Gegenwärtig steigt die Zahl depressiver Patienten rapide an, laut WHO (World Health Organisation) werden Depressionen im Jahr 2020 an zweiter Stelle der größten Gesundheitsprobleme liegen. Diese Arbeit beschreibt einen anderen Zugang zur Behandlung von Depressionen, einen Zugang über den eigenen Körper, den Leib. Es werden Methoden der Körpererfahrung beschrieben, die sowohl in psychiatrischen Einrichtungen als auch außerhalb Anwendung finden. Zuerst wird auf das Krankheitsbild der Depression eingegangen. Die Symptome werden beschrieben sowie die Klassifikation und deren Systeme. Für die Behandlung von Depressiven sind die Ursachen und die Erklärungsmodelle von Bedeutung, daher werden sie ausführlich dargestellt.Die psychotherapeutischen Ansätze und die sportwissenschaftlichen Aspekte liefern den wissenschaftlichen Hintergrund für Körpererfahrungstechniken. Daher wird auf die Konzentrative (KBT) und Integrative Bewegungstherapie eingegangen. Beide Therapien bieten eine Möglichkeit der Selbstwahrnehmung und Selbsterkenntnis, was zu einem gestärkten Selbstbewusstsein führt, wie Studien belegen. Zur Anwendung kommen in dieser Arbeit Körperwahrnehmungsübungen, Entspannungstraining, Atemtraining und die Feldenkraismethode. Zuerst werden jeweils die Ziele und Auswirkungen der einzelnen Methoden beschrieben, danach folgen Anweisungen zur Durchführung. Am Ende jedes Kapitels befindet sich eine Übungssammlung, in der jede Übung ausführlich beschrieben wird. Diese Übungen finden sowohl im Rahmen von Gruppentherapien, als auch in Einzeltherapien ihre Anwendung. Körpererfahrungstechniken können die herkömmliche Psychotherapie nicht ersetzen, aber im Sinne einer ganzheitlichen Depressionsbehandlung sollten sie als begleitende, unterstützende Therapie angeboten werden.
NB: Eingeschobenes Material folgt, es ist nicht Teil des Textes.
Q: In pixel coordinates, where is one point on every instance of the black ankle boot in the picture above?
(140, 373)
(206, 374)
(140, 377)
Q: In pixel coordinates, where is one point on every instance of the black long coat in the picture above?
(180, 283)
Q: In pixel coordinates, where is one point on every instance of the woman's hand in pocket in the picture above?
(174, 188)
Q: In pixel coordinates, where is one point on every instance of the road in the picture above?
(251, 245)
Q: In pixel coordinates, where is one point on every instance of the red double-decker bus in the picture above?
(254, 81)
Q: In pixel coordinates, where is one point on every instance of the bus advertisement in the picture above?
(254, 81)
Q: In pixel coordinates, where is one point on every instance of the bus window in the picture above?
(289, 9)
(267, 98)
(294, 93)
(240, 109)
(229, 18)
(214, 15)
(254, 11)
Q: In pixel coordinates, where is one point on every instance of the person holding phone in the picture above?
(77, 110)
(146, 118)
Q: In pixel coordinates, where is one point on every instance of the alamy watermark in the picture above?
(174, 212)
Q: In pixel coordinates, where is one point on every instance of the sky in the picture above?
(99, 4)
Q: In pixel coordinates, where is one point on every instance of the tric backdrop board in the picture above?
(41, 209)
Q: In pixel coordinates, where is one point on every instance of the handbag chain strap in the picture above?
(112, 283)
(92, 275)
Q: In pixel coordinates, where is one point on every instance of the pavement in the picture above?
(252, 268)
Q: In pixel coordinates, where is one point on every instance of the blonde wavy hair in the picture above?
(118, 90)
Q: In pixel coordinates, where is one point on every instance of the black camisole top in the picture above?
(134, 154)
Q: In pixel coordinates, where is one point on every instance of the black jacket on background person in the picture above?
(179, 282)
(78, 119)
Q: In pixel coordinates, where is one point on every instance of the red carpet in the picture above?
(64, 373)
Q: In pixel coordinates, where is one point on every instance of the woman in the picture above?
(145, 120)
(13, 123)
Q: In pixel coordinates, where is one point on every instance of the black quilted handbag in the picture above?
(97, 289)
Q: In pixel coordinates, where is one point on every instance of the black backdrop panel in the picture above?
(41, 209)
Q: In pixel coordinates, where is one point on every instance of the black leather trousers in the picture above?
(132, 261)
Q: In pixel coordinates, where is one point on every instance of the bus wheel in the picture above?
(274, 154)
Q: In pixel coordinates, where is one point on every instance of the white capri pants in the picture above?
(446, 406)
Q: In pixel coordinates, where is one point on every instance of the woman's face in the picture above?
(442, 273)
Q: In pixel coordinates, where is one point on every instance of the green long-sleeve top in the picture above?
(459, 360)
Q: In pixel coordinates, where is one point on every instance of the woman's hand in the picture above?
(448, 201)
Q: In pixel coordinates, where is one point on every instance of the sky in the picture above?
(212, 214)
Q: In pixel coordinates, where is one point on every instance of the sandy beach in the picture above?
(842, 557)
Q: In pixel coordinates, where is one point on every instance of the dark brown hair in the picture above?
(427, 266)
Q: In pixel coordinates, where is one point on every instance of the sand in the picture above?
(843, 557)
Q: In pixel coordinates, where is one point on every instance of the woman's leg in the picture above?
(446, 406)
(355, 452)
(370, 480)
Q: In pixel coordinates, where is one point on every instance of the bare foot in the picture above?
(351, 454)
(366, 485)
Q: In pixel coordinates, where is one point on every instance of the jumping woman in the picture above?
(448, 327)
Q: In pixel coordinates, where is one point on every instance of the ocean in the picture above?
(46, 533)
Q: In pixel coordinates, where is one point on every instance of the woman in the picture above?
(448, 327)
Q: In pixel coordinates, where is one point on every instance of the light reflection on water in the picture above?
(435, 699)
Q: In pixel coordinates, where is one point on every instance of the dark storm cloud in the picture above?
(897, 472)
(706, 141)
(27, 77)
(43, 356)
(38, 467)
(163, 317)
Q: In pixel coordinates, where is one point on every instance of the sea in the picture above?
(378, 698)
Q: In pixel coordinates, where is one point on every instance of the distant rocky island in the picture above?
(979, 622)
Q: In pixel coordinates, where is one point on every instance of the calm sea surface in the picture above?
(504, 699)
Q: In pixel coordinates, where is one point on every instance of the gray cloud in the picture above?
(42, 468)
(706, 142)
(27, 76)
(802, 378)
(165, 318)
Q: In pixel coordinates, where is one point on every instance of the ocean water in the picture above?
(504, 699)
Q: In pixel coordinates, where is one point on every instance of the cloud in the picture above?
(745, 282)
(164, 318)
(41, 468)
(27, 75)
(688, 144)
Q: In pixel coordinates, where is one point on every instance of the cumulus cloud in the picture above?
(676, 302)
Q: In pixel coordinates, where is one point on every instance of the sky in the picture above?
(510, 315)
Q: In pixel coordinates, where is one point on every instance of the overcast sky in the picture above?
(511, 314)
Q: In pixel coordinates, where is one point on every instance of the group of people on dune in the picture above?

Zusammenfassung (Englisch)

At present the number of depressive patients increases rapidly. Referring to the WHO (World Health Organisation), in 2020, depressions rank second of the most pressing health problems.Within this thesis a new approach of treating depressive diseases will be described ?through the access to the own body. Body experience techniques will be described which apply in and outside of psychiatric institutions. Initially, disease pattern of depressions were elaborated by explaining symptoms as well as their classifications and systems. As for the treatment of depressive people, the awareness of the causes and the explanatory models are of particular importance, they will be described in detail.Psychotherapeutic approaches and aspects of sports science provide the scientific context for body experience techniques. Consequently, the concentrative and integrative movement therapies build an important part within this thesis. Both therapies aim for an increased perception, the gathering and usage of the own resources. They enable depressives a solid approach to self-perception and self-awareness. Studies have shown that these experiences subsequently lead to a stronger self-confidence.Within this thesis emphasis was put on body awareness techniques, the relaxation and the respiration training and on the ?Feldenkrais? method. As an introduction the aims and consequences of each method were described, followed by introductions for the execution. A selection of exercise has been elaborated and finally described in each chapter. These exercises are applicable to group as well as to individual therapies. Body experience techniques cannot replace the conventional psychological therapy. In the interest of a holistic treatment of depressive diseases, it is advisable to offer body experience techniques as an accompanying and supporting therapy.